Sanlam Investments, a local private equity firm, is applying the environmental, social and governance (ESG) lens from the start of the transaction through to ongoing management practices and eventual sale.
Source: © nattapol sritongcom
Source: © nattapol sritongcom 123rf

Using ESG factors as a critical deal filter, its investment process is so tightly angled towards ESG that it literally 'can't do a deal unless the company ticks all the ESG boxes'.

John Seymour, head of private equity and mezzanine finance at Sanlam Investments, says private equity is nimble when compared to listed asset classes, which has allowed for a faster segway into being ESG-led and -focused.

Most future-fit businesses

He says his firm's strategy isn't just about impact.

"While ESG allows us to have an impact on lives and the planet, it is more than that.

“A well-run company that is tightly governed takes care of the environment and focuses on employees and surrounding communities is more likely to offer us a strong exit when the time is right.

“Simply put, these are the most future-fit businesses and the best investment opportunities,” he says.

"A few years ago, there may have been some scepticism surrounding ESG being applied in private equity, with investors feeling returns may be compromised, but this thinking is rapidly becoming obsolete," adds Seymour.

ESG: a value driver

Capital Monitor reports a growth in full-time corporate social responsibility officers in private equity firms globally and says: “ESG has become a value driver rather than just a compliance or purely reporting topic”.

Seymour says there are myriad ways that private equity firms can impact ESG through their investments.

Some include:

  • Direct management control: Depending on the size of its stake in the business, a private equity fund will have the ability to influence management decisions and strategy directly. This includes putting effective governance and systems in place – which can lead to significant improvements in the ways these businesses operate from an ESG perspective. In contrast, the opportunity to engage with senior management within the listed equity space tends to be less frequent.
  • Due diligence: Private equity funds can interrogate ESG information gathered at the due diligence stage through direct engagement with management, site visits and ESG impact assessment studies.

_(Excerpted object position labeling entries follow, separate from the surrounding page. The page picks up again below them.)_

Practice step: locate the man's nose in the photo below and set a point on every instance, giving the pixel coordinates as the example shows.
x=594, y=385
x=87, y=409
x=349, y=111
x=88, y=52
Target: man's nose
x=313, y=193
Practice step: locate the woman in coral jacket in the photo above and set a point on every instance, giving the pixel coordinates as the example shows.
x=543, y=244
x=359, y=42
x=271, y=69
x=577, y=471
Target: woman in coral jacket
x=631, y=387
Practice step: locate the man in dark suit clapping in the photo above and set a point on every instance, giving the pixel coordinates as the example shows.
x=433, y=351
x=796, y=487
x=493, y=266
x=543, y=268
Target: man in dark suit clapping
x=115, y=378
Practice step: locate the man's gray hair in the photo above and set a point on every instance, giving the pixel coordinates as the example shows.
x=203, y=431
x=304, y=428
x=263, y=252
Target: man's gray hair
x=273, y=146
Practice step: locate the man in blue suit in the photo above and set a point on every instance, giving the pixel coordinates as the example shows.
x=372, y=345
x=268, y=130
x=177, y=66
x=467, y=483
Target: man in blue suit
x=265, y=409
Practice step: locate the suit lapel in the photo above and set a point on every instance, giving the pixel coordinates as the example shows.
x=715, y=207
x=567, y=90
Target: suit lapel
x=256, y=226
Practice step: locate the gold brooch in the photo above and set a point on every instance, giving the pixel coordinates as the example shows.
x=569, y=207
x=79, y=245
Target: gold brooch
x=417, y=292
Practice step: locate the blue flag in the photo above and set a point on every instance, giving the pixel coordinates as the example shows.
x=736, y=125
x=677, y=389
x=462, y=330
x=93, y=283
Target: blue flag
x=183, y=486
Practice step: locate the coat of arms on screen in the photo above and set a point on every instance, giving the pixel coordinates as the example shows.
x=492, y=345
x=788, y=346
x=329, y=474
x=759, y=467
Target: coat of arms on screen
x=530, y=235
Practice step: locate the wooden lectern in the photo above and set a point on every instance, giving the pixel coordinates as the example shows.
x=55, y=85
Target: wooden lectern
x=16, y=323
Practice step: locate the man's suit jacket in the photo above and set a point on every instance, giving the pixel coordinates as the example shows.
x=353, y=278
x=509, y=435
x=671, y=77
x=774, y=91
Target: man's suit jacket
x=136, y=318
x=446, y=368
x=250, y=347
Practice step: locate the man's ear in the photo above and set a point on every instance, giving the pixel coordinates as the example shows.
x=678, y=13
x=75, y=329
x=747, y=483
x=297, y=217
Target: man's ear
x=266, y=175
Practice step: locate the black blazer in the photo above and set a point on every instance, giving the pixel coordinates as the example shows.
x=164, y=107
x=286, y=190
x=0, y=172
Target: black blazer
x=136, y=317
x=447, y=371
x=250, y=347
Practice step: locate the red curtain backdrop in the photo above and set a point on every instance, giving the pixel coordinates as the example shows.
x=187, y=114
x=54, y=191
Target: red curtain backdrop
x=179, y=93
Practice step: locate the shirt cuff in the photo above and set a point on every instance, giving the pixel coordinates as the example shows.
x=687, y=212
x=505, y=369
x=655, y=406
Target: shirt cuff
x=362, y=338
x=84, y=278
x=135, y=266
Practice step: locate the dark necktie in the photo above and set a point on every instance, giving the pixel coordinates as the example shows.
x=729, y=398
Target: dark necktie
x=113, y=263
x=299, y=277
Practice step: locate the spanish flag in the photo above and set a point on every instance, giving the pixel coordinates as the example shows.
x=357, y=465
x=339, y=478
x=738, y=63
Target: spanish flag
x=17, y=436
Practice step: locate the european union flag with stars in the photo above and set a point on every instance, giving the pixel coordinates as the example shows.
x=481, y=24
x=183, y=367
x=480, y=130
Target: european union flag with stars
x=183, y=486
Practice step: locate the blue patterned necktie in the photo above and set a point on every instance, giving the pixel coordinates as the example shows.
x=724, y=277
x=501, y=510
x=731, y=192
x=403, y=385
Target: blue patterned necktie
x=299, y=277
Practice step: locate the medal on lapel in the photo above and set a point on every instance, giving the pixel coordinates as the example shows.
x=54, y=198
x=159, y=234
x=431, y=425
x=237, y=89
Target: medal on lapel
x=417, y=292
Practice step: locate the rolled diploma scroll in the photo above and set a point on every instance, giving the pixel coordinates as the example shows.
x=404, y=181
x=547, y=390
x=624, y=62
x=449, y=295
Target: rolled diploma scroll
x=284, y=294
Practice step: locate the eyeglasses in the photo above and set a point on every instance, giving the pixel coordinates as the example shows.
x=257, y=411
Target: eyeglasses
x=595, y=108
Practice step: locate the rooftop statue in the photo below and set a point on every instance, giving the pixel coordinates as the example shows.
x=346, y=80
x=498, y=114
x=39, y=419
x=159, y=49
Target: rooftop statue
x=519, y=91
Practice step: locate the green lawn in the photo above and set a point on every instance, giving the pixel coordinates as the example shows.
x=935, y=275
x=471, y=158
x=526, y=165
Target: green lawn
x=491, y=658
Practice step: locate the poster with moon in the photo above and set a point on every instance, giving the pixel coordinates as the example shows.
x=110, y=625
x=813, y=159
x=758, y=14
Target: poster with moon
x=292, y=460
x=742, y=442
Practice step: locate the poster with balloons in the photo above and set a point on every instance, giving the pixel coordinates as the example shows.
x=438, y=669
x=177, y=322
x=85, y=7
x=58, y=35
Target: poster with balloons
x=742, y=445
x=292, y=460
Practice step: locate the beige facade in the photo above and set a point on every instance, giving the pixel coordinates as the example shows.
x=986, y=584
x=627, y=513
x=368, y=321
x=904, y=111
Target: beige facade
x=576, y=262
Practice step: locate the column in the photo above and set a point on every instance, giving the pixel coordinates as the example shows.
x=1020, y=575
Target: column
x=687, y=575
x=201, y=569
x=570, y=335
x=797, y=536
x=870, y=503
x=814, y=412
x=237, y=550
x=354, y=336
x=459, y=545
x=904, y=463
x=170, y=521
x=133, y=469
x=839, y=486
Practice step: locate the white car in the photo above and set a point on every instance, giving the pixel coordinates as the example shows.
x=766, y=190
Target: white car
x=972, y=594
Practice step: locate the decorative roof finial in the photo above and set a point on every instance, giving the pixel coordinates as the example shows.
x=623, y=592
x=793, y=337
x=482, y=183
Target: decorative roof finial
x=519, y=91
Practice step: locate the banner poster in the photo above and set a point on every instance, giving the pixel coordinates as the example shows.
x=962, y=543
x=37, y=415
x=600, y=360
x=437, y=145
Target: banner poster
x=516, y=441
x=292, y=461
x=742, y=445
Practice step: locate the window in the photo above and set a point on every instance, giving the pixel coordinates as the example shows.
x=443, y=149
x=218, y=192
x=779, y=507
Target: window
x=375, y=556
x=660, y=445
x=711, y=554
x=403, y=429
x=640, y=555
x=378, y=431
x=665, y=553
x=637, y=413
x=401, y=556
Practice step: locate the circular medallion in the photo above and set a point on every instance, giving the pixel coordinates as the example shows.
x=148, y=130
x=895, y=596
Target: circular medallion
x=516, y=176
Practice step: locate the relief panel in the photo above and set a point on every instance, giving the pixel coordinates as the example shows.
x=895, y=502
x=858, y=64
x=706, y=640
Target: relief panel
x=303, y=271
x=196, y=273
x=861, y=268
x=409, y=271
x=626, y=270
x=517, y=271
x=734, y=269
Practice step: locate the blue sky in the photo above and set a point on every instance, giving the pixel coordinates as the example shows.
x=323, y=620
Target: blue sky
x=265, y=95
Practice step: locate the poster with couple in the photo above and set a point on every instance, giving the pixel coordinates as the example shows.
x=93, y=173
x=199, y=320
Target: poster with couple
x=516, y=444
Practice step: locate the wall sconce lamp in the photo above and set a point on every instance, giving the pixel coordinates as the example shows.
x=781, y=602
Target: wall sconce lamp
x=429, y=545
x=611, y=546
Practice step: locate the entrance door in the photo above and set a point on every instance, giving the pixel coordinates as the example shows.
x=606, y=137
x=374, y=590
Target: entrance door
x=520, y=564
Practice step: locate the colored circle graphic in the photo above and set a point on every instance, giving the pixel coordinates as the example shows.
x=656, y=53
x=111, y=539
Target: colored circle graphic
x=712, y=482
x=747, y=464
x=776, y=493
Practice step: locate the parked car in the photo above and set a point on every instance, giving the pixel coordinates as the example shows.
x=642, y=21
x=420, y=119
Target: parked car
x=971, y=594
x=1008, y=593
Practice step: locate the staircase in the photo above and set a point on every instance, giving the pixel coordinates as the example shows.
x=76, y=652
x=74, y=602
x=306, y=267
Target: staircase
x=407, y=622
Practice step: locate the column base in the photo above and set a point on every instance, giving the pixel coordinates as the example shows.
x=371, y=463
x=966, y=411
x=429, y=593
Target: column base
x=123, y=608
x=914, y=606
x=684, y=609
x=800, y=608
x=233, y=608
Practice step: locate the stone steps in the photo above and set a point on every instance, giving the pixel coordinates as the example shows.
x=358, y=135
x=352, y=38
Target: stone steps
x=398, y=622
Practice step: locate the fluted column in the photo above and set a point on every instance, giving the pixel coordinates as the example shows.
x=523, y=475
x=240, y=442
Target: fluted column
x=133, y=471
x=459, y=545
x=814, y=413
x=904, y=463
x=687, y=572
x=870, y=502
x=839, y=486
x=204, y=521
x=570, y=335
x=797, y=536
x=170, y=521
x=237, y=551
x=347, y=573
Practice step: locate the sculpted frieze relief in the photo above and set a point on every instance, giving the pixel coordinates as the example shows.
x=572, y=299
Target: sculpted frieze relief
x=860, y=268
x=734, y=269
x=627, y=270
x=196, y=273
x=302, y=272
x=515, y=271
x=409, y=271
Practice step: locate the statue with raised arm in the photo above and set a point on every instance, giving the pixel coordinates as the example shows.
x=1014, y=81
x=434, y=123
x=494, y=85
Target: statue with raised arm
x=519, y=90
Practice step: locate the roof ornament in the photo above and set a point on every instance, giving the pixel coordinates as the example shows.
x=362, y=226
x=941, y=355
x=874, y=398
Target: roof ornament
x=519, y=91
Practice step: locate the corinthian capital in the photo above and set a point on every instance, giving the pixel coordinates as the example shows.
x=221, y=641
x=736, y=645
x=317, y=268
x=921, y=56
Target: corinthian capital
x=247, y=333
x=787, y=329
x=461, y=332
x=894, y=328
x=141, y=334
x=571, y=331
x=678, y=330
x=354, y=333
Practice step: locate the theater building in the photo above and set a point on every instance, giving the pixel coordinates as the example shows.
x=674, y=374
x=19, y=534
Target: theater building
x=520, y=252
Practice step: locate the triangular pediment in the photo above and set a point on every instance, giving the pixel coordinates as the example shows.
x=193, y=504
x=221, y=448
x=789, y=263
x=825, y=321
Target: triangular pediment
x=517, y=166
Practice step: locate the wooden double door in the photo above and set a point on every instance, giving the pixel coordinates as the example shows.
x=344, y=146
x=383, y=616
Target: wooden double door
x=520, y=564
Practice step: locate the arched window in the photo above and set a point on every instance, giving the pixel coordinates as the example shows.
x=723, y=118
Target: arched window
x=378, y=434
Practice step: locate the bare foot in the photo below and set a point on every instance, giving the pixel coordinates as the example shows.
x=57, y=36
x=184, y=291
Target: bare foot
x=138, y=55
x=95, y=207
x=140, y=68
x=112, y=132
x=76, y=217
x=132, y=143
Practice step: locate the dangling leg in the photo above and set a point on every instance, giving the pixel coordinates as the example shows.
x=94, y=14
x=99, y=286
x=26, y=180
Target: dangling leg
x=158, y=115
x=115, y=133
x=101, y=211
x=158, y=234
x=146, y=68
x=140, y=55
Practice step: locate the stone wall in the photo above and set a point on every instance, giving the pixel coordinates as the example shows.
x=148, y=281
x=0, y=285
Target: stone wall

This allows the fund to gain an in-depth understanding of the company's historical ESG performance and provides an opportunity to co-design solutions with the investee companies on how to address these after the transaction.
  • ESG clauses: Private equity funds can negotiate and incorporate specific ESG clauses into shareholder agreements and management performance incentive plans, including adopting specific action items to address opportunities identified as part of the ESG due diligence process.
  • Business stage: Private equity funds often invest in an earlier stage or less mature businesses, which allows them to help shape business practices and strategies, including ESG strategies and systems.

The Sanlam Investments private equity division looks to invest in companies with a high propensity to absorb and grow jobs, empower disadvantaged groups, particularly women and offer employment opportunities to the youth.

Having an impact on communities is also a consideration as many of these companies may anchor large parts of the economies within the local communities.